You can only collect personal information if it is for a lawful purpose and the information is necessary for that purpose.

Principal 2

You should generally collect personal information directly from the person it is about.  Because that will not always be possible, you can collect it from other people in certain situations for instance, if:

  • the person concerned gives you permission
  • collecting it in another way would not prejudice the person’s interest
  • collecting the information from the person directly would undermine the purpose of the collection
  • you are getting it from a publicly available source.

Principal 3

When you collect personal information, you must take reasonable steps to make sure that the person knows:

  • why it is being collected
  • who will receive it
  • whether giving it is compulsory or voluntary
  • what will happen if they do not give you the information

Sometimes there may be good reason for not letting a person know you are collecting their information – for example, if it would undermine the purpose of the collection, or if it is just not possible to tell them.

Principal 4

You may only collect personal information in ways that are lawful, fair and not unreasonably intrusive.  Take particular care when collecting personal information from children and young people.

Principal 5

You must make sure that there are reasonable security safeguards in place to prevent loss, misuse or disclosure of personal information.  This includes limits on employee browsing of other people’s information.

Principal 6

People have the right to ask you for access to their personal information .  In most cases you have to promptly  give them their information.  Sometimes you may have good reason to refuse access.  For example if releasing their information could:

  • endanger someone else’s safety
  • create a significant likelihood of serious harassment
  • prevent the detection or investigation of a crime
  • breach someone else’s privacy

Principal 7 

A person has the right to ask an organisation or business to correct their information if they think it is wrong.  Even if you do not agree that it needs correcting, you must take reasonable steps to attach a statement of correction to the information to show the person’s view.

Principal 8

Before using or disclosing personal information, you must take reasonable steps to make sure it is accurate, complete, relevant up to date and not misleading.

Principal 9

You must not keep personal information for longer than it is necessary.

Principal 10

You can generally only use personal information for the purpose you collected it.  You may use it in another ways that are directly related to the original purpose, or you may use it another way if the person gives you permission, or in other limited circumstances.

Principal 11

You may only disclose personal information in limited circumstances.

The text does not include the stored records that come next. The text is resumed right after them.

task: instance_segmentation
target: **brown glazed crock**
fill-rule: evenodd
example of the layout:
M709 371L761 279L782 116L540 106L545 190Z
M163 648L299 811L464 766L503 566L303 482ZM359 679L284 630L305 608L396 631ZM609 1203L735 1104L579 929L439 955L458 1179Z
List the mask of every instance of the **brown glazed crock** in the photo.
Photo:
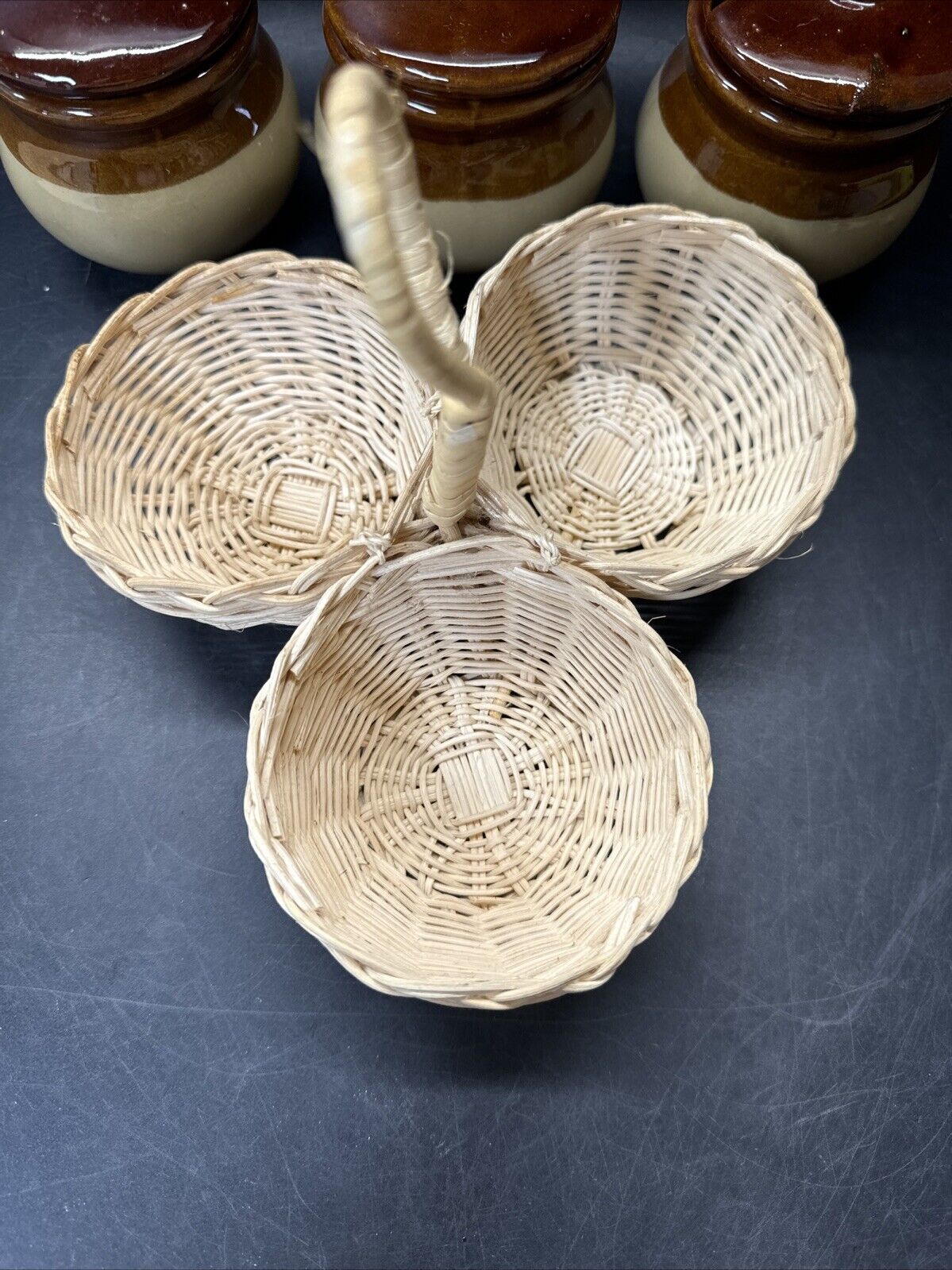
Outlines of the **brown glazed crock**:
M240 246L289 188L296 123L255 0L0 9L4 166L41 224L102 263L168 272Z
M911 218L949 97L948 0L689 0L642 107L638 179L834 277Z
M589 202L614 137L605 70L621 0L324 0L335 65L407 99L426 211L461 268ZM453 206L456 204L456 206Z

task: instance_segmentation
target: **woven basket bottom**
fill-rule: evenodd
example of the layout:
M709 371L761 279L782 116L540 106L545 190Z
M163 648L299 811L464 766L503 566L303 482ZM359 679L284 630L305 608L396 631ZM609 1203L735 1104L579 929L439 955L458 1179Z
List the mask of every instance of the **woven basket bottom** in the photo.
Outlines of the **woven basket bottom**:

For example, if:

  • disclosure is one of the purposes for which you get the information
  • The person concerned authorised the disclosure
  • The information will be used in an anonymous way
  • disclosure is necessary to avoid endangering someone’s health or safety
  • disclosure is necessary to avoid a prejudice to the maintenance of the law

Principal 12

You can only send personal information to someone overseas if the information will be adequately protected. For example:

  • the receiving person is subject to the New Zealand Privacy Act because they do business in New Zealand
  • The information is going to a place with comparable privacy safeguards to New Zealand
  • The receiving person has agreed to adequate protect the information – through model contract clauses, etc

If there are not adequate protections in place, you can only send personal information overseas if the individual concerned gives you express permission, unless the purpose is to uphold or enforce the law or to avoid endangering someone’s health or safety.

Principal 13

A unique identifier is a number  or code that identifies a person in your dealings with them, such as an IRD or drivers licence number.  You can only assign your own unique identifier to individuals where necessary for operational functions.  Generally you may not assign the same identifier as used by another organisation.  If you assign a unique identifier to people, you must make sure that the risk of misuse (such as identity theft) is minimised.